Can we talk about the beginning of Felt?

Lawrence: Maurice Deebank used to come round my house in 1978, and I used to think “I could do a band with this guy” but he wasn’t ready. I’d known him since I was 7. Then I’d think “I’ve got to do a band, but I can’t do it with this guy. I’m gonna make a record. I’m not good enough to write songs. I want it to be the best record ever, but I’m not capable of that yet. So what can I do?” It was the time of the DIY revolution – the one period when making a record in your bedroom was good, Thomas Leer with “Private Plane” and Robert Rental. I thought “I’m gonna make one of them…” I thought it’d cut out all the rubbish, having a van, putting a band together, rehearsing, getting some attention. I’ll make a record.

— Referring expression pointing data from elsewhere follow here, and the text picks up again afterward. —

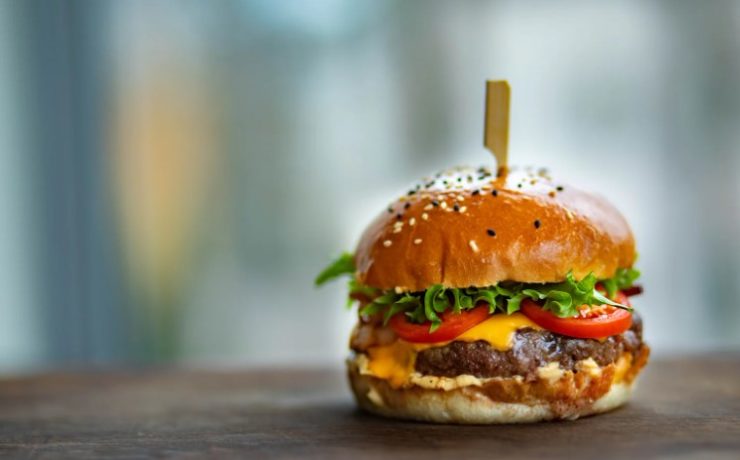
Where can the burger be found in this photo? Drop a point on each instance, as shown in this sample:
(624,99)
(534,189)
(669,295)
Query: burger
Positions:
(493,298)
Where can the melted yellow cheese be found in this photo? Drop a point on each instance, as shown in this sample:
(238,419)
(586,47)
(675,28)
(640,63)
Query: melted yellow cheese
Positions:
(395,362)
(498,330)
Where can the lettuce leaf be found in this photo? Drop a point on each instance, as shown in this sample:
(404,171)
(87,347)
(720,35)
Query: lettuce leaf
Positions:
(562,299)
(343,265)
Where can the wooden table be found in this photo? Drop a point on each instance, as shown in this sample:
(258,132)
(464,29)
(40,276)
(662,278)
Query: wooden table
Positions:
(684,408)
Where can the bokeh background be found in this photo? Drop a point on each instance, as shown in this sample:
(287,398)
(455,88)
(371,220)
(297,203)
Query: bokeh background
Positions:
(174,173)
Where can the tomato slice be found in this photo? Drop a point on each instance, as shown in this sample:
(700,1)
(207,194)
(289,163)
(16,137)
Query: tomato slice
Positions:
(453,324)
(597,322)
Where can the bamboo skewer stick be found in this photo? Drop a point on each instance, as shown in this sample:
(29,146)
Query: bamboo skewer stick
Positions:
(496,131)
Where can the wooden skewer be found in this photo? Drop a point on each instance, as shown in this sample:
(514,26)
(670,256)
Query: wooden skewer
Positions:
(496,132)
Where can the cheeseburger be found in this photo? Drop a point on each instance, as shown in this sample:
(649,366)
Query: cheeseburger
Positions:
(493,298)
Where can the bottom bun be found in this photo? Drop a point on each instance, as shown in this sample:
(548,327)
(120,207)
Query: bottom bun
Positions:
(520,402)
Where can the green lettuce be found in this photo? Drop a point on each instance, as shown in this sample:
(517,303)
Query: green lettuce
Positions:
(562,299)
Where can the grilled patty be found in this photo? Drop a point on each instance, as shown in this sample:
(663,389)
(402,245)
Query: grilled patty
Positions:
(531,349)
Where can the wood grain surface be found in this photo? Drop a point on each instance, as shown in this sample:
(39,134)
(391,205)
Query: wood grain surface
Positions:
(684,408)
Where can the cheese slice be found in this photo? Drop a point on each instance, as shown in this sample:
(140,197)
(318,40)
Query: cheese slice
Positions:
(395,362)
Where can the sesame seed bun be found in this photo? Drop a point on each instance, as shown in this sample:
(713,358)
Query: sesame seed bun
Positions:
(467,227)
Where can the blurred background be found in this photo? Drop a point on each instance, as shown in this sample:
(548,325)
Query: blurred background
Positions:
(173,174)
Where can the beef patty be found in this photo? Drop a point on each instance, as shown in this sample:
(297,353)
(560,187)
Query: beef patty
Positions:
(531,349)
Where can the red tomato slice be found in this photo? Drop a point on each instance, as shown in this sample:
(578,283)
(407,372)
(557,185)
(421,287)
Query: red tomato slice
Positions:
(602,321)
(452,325)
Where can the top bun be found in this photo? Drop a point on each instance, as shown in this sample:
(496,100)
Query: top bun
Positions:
(466,227)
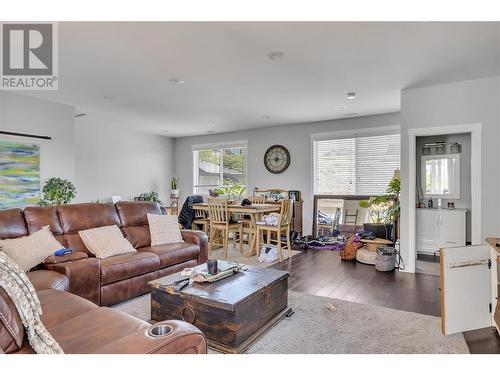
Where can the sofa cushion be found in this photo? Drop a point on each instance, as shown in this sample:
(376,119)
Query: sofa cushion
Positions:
(96,328)
(134,213)
(174,253)
(164,229)
(77,217)
(38,217)
(11,325)
(59,306)
(121,267)
(134,221)
(31,250)
(105,242)
(12,224)
(45,279)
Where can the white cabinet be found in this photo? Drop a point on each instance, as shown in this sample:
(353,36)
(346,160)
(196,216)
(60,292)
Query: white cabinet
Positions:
(437,228)
(469,288)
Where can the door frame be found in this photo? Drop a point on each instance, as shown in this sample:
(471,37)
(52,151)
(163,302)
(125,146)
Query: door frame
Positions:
(475,131)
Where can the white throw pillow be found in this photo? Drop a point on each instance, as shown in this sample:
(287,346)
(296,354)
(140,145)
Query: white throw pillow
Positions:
(164,229)
(105,242)
(30,251)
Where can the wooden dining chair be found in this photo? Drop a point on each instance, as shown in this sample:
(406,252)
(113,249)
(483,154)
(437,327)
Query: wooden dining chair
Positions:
(220,220)
(283,227)
(247,221)
(201,219)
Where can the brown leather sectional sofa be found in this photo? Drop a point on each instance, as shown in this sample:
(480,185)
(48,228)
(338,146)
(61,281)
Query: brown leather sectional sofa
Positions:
(77,323)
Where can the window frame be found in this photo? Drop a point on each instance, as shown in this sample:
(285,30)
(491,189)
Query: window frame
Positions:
(218,146)
(344,134)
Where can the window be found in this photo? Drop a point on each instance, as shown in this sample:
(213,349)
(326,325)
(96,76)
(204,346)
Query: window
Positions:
(361,165)
(218,166)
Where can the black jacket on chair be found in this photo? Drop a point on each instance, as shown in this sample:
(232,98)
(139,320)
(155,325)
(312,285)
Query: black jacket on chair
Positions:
(186,216)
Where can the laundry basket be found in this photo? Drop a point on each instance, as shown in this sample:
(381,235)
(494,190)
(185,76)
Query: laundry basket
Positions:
(385,260)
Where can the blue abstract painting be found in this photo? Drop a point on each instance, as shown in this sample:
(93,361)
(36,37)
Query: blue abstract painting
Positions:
(19,174)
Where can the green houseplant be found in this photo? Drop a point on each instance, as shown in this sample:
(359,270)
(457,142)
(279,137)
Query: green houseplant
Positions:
(152,196)
(57,191)
(384,210)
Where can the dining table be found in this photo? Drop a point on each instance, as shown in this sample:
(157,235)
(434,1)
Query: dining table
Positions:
(254,211)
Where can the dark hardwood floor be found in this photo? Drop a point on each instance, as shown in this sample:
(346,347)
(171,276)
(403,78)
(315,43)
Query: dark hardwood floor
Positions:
(323,273)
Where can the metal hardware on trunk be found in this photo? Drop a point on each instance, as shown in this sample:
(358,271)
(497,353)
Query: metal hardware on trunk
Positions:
(191,311)
(160,330)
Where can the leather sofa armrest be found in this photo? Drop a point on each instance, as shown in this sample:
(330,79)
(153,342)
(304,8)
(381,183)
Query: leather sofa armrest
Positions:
(184,338)
(199,238)
(84,277)
(52,259)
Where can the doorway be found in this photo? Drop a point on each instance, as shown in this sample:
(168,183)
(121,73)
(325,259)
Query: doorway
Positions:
(473,131)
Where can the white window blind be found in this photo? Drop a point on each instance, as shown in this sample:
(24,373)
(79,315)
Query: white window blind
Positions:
(355,166)
(218,165)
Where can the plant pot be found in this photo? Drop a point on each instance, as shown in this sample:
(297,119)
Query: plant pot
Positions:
(380,230)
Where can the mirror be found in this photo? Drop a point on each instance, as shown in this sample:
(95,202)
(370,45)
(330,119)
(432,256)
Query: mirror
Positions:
(440,176)
(338,212)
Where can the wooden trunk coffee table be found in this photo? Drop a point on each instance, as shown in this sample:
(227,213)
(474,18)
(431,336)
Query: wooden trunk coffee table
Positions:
(232,313)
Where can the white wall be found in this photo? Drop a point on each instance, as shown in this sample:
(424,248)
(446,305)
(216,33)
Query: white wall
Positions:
(457,103)
(100,161)
(295,137)
(465,172)
(25,114)
(121,162)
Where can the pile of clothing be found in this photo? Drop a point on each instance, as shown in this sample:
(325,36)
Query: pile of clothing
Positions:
(337,243)
(271,219)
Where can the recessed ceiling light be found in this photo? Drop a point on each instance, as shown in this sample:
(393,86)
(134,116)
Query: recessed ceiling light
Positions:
(176,81)
(275,55)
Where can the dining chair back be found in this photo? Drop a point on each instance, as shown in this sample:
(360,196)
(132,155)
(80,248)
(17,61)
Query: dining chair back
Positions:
(285,213)
(220,221)
(217,211)
(257,200)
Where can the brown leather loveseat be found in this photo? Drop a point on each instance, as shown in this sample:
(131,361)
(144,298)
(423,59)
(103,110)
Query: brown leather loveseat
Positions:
(77,323)
(115,279)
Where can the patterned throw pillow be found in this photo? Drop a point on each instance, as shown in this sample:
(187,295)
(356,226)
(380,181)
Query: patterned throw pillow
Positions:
(30,251)
(164,229)
(105,242)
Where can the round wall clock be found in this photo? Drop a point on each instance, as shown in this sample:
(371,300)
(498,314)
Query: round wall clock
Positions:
(277,159)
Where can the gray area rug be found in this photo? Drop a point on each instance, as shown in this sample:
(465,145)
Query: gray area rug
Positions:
(352,328)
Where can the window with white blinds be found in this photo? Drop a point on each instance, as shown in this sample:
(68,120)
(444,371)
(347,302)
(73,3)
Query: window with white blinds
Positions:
(355,166)
(218,166)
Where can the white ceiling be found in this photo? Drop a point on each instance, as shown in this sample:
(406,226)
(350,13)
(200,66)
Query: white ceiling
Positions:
(230,83)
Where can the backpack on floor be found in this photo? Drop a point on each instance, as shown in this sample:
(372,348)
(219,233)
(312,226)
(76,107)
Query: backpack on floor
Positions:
(351,248)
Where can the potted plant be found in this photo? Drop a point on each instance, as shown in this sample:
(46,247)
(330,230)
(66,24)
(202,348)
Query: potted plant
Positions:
(384,211)
(57,191)
(152,196)
(174,191)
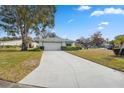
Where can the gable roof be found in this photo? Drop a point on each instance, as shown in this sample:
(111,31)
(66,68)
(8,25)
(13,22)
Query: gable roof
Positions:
(56,39)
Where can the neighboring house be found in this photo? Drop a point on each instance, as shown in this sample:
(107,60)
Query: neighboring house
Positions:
(55,43)
(16,42)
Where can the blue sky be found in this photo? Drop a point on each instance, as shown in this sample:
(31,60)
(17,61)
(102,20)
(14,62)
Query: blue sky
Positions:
(74,21)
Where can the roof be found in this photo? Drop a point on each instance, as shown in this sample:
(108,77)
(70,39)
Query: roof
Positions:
(56,39)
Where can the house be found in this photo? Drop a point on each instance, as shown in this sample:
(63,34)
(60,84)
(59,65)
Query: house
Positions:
(16,43)
(55,43)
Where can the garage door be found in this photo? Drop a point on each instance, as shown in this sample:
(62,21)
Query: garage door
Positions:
(52,46)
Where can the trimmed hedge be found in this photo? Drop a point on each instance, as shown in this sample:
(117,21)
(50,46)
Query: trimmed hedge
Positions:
(117,50)
(70,48)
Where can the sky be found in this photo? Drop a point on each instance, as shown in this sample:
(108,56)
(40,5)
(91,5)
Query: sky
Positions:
(75,21)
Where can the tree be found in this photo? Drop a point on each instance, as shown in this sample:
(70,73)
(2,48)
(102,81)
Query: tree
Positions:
(21,19)
(84,42)
(97,39)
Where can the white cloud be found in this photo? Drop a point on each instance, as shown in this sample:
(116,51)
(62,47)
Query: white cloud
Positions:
(83,7)
(100,28)
(104,24)
(108,11)
(71,20)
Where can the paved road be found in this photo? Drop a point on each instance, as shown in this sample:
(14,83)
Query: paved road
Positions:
(61,69)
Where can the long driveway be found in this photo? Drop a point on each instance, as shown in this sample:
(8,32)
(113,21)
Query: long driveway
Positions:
(61,69)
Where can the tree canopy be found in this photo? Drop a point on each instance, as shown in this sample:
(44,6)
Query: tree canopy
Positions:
(21,19)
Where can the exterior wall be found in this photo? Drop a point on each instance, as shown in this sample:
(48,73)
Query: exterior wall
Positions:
(35,44)
(16,42)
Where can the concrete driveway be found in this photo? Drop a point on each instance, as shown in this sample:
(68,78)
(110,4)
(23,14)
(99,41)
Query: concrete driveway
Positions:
(61,69)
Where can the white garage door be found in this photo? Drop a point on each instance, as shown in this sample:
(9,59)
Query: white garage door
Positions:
(52,46)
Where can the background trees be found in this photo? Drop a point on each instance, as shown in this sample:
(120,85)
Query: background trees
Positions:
(118,41)
(25,19)
(95,40)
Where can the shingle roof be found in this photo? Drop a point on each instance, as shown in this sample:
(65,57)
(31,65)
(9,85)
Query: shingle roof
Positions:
(55,39)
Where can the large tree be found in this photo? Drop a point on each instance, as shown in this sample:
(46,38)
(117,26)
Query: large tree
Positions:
(23,19)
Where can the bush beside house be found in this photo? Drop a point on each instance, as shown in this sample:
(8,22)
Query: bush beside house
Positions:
(70,48)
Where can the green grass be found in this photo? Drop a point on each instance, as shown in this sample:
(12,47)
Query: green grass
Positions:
(15,64)
(103,57)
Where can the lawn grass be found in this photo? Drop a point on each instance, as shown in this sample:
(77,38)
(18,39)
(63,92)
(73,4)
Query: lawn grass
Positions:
(15,64)
(102,56)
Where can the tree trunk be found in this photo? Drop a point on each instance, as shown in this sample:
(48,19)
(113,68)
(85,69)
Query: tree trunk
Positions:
(24,46)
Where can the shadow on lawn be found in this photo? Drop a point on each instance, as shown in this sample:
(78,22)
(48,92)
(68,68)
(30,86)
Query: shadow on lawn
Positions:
(19,50)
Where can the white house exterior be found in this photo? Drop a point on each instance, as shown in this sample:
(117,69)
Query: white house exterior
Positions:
(54,43)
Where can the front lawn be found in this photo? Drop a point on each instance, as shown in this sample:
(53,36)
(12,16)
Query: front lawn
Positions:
(15,64)
(102,56)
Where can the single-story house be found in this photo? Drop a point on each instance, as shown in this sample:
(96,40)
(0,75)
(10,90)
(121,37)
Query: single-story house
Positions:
(55,43)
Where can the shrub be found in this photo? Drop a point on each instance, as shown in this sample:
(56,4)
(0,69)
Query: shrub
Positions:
(42,47)
(117,50)
(70,48)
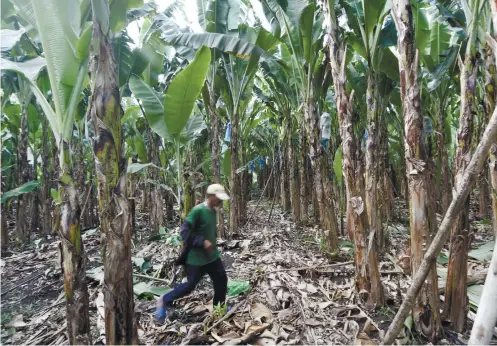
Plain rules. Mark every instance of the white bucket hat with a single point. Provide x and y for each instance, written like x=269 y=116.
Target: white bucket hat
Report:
x=218 y=191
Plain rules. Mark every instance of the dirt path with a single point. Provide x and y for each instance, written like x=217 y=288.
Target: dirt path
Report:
x=297 y=293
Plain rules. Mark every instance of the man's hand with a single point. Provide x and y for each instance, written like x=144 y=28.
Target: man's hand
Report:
x=207 y=245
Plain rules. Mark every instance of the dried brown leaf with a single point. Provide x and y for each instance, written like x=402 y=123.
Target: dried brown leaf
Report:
x=261 y=313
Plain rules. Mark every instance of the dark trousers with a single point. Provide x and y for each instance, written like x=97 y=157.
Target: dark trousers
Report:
x=194 y=274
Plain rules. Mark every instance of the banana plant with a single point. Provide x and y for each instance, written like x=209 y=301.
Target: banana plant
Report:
x=169 y=115
x=65 y=46
x=371 y=40
x=299 y=27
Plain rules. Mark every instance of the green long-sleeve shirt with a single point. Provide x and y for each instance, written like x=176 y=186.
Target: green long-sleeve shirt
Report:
x=203 y=222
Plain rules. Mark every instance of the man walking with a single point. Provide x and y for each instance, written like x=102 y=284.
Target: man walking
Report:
x=200 y=254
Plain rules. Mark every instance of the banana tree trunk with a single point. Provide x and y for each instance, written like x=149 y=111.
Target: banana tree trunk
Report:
x=242 y=211
x=385 y=174
x=426 y=313
x=456 y=301
x=5 y=231
x=284 y=166
x=35 y=200
x=115 y=219
x=320 y=167
x=45 y=195
x=234 y=177
x=493 y=180
x=368 y=280
x=304 y=176
x=214 y=140
x=490 y=98
x=156 y=205
x=73 y=254
x=443 y=157
x=373 y=163
x=23 y=201
x=294 y=180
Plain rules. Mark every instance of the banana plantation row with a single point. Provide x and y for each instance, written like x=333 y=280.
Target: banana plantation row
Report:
x=337 y=107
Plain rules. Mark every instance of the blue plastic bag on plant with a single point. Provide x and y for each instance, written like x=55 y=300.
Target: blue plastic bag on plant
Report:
x=227 y=136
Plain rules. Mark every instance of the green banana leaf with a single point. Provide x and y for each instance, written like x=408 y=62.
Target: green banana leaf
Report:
x=169 y=121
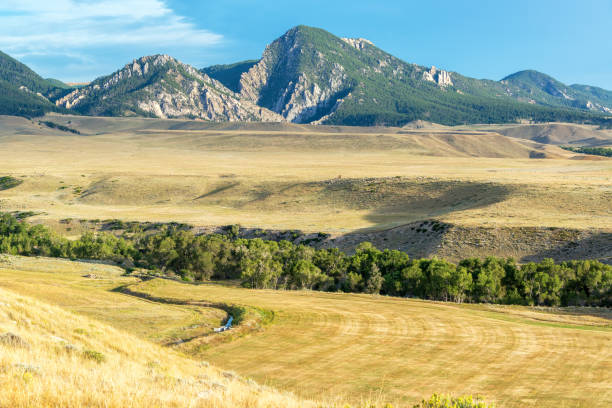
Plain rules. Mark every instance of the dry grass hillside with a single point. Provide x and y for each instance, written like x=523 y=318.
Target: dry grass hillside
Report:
x=374 y=348
x=555 y=133
x=52 y=358
x=337 y=180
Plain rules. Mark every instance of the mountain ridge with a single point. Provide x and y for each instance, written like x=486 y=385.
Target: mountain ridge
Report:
x=161 y=86
x=309 y=75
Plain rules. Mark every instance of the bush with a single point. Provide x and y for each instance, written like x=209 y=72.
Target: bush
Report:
x=94 y=356
x=443 y=401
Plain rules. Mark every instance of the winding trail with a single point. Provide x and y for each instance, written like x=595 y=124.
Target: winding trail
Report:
x=355 y=346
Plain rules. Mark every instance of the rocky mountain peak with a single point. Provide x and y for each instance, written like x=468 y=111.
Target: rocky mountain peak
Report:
x=164 y=87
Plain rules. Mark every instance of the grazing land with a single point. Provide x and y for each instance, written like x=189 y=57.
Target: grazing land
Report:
x=338 y=180
x=400 y=349
x=52 y=358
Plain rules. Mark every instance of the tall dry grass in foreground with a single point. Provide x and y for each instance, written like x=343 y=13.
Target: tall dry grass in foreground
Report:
x=59 y=359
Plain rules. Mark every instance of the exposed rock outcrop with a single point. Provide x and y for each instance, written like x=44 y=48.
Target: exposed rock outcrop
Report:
x=279 y=83
x=440 y=77
x=163 y=87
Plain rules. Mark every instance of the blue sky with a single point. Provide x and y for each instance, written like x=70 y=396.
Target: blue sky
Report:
x=78 y=40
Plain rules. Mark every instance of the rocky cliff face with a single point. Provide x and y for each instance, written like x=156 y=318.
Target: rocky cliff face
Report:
x=163 y=87
x=440 y=77
x=295 y=80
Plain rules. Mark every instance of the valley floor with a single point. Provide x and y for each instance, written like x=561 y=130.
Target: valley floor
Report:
x=502 y=194
x=349 y=347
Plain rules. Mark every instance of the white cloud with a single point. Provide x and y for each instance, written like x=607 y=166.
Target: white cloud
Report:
x=35 y=27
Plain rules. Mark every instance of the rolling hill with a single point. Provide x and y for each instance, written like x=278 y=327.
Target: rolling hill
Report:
x=536 y=87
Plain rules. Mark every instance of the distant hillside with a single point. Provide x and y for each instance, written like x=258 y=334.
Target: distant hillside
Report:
x=160 y=86
x=309 y=75
x=23 y=92
x=536 y=87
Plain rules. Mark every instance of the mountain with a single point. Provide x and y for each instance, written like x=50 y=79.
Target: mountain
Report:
x=161 y=86
x=308 y=75
x=536 y=87
x=23 y=92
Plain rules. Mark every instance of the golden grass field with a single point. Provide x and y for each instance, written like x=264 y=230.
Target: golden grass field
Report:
x=336 y=347
x=286 y=176
x=512 y=182
x=54 y=370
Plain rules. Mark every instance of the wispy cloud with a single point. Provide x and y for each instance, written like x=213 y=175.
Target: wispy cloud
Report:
x=38 y=27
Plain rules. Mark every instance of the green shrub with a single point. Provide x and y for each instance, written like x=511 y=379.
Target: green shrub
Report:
x=444 y=401
x=94 y=356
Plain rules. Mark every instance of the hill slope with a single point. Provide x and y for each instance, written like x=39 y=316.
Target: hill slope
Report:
x=54 y=358
x=161 y=86
x=533 y=86
x=309 y=75
x=23 y=92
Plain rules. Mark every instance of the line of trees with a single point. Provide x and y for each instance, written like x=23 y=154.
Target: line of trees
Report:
x=598 y=151
x=283 y=265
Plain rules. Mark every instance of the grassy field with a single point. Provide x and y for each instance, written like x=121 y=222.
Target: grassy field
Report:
x=61 y=359
x=326 y=179
x=352 y=347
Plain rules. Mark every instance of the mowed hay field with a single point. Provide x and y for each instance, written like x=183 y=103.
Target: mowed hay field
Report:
x=59 y=359
x=284 y=176
x=355 y=347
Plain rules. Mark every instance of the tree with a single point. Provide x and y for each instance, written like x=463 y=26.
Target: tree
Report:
x=375 y=280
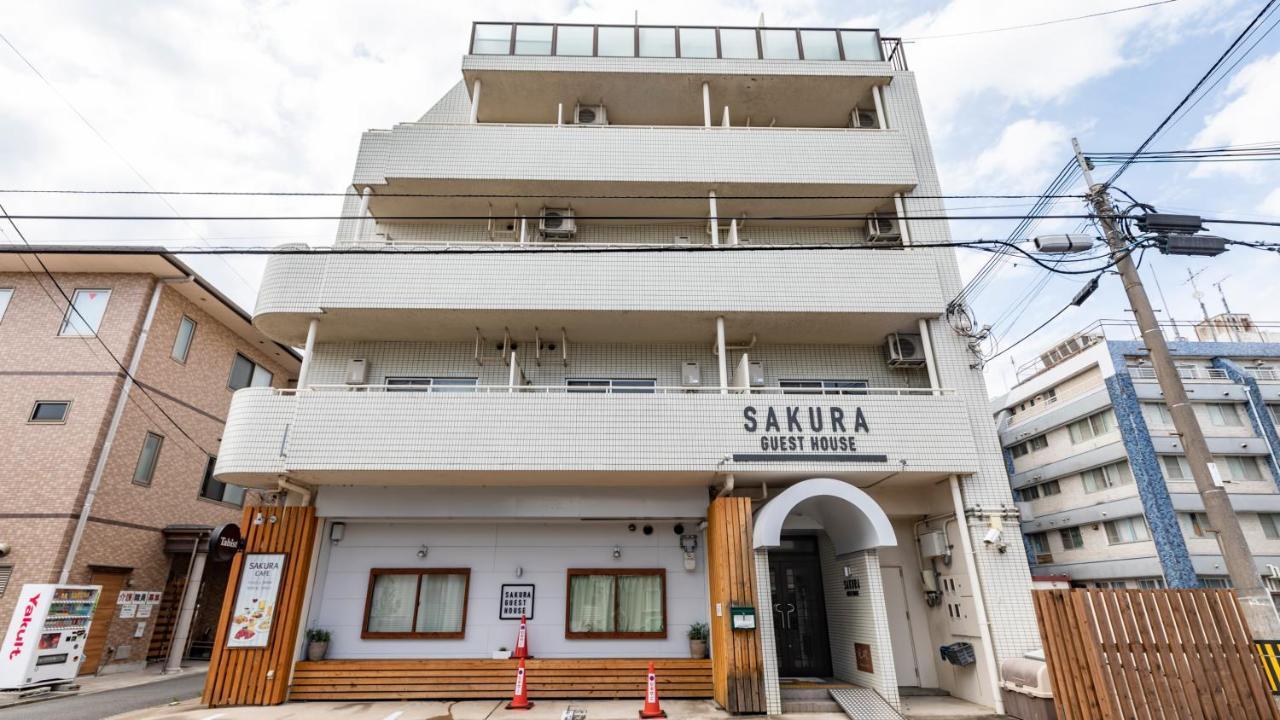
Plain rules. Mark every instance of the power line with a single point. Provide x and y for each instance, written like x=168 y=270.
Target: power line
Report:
x=1212 y=69
x=1042 y=23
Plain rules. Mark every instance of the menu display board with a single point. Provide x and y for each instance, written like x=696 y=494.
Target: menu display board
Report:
x=254 y=611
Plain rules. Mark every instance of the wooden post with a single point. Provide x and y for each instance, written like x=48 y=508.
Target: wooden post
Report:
x=261 y=675
x=737 y=662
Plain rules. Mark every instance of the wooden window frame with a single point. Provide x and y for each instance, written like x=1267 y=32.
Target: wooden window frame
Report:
x=412 y=634
x=617 y=598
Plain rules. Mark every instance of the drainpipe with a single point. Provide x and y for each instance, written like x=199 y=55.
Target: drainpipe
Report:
x=721 y=354
x=979 y=605
x=475 y=100
x=117 y=415
x=927 y=346
x=307 y=352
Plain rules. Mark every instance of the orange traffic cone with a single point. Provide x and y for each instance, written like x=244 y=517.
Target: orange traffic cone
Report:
x=522 y=641
x=650 y=697
x=520 y=700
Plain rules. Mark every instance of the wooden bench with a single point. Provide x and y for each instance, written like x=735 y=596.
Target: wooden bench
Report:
x=464 y=679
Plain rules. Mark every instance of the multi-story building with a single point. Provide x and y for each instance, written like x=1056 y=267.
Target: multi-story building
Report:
x=105 y=474
x=1106 y=493
x=616 y=278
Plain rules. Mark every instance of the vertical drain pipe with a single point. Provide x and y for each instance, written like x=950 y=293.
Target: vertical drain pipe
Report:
x=721 y=354
x=979 y=605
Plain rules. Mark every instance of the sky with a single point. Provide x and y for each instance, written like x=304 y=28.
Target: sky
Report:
x=272 y=95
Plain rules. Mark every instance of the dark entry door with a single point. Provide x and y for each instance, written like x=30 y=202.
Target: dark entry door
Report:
x=799 y=610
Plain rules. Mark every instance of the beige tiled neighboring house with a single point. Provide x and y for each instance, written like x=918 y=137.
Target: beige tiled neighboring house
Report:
x=152 y=504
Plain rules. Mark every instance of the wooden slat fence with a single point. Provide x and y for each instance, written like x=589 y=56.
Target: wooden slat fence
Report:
x=261 y=675
x=737 y=660
x=1151 y=655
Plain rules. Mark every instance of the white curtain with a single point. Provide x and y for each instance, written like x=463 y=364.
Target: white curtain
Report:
x=392 y=609
x=440 y=604
x=590 y=600
x=639 y=604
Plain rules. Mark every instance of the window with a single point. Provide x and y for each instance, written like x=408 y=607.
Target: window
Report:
x=49 y=411
x=822 y=387
x=1239 y=468
x=410 y=602
x=616 y=604
x=147 y=459
x=1157 y=414
x=1223 y=415
x=247 y=373
x=1175 y=468
x=1194 y=524
x=219 y=491
x=1270 y=523
x=1092 y=427
x=1106 y=477
x=432 y=384
x=182 y=343
x=86 y=313
x=609 y=384
x=1127 y=529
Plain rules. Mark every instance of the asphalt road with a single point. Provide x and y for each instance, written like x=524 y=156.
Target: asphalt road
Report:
x=109 y=702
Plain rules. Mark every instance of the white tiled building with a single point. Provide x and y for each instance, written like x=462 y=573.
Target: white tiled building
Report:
x=1106 y=493
x=516 y=395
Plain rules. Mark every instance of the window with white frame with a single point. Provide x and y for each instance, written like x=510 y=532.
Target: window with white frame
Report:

But I couldn’t make a great record, because I’d be doing it in my bedroom. I thought, “I’m going to make the most outlandish thing possible, it can’t be ignored. But it can’t be about music. It’s got to be a massive statement, like “I’m here. Waving the flag” “So I did “Index” in my bedroom, I tried to do something unclassifiable. It was neither good nor bad. It was just there. It just existed. I was trying to conceive ways of doing it, being famous. I wouldn’t have wanted to do a local group, and build myself up. I wanted to do a group that signed to EMI. I thought if I detour round this for a while, I can get myself known. I fit into that DIY thing perfectly – I was a fan of noise, I’d come of age, I was post-punk, though that wasn’t a word then. I loved unusual music, Fripp and Eno. I understood music wasn’t just about songs, but about many, many other things. I could introduce myself.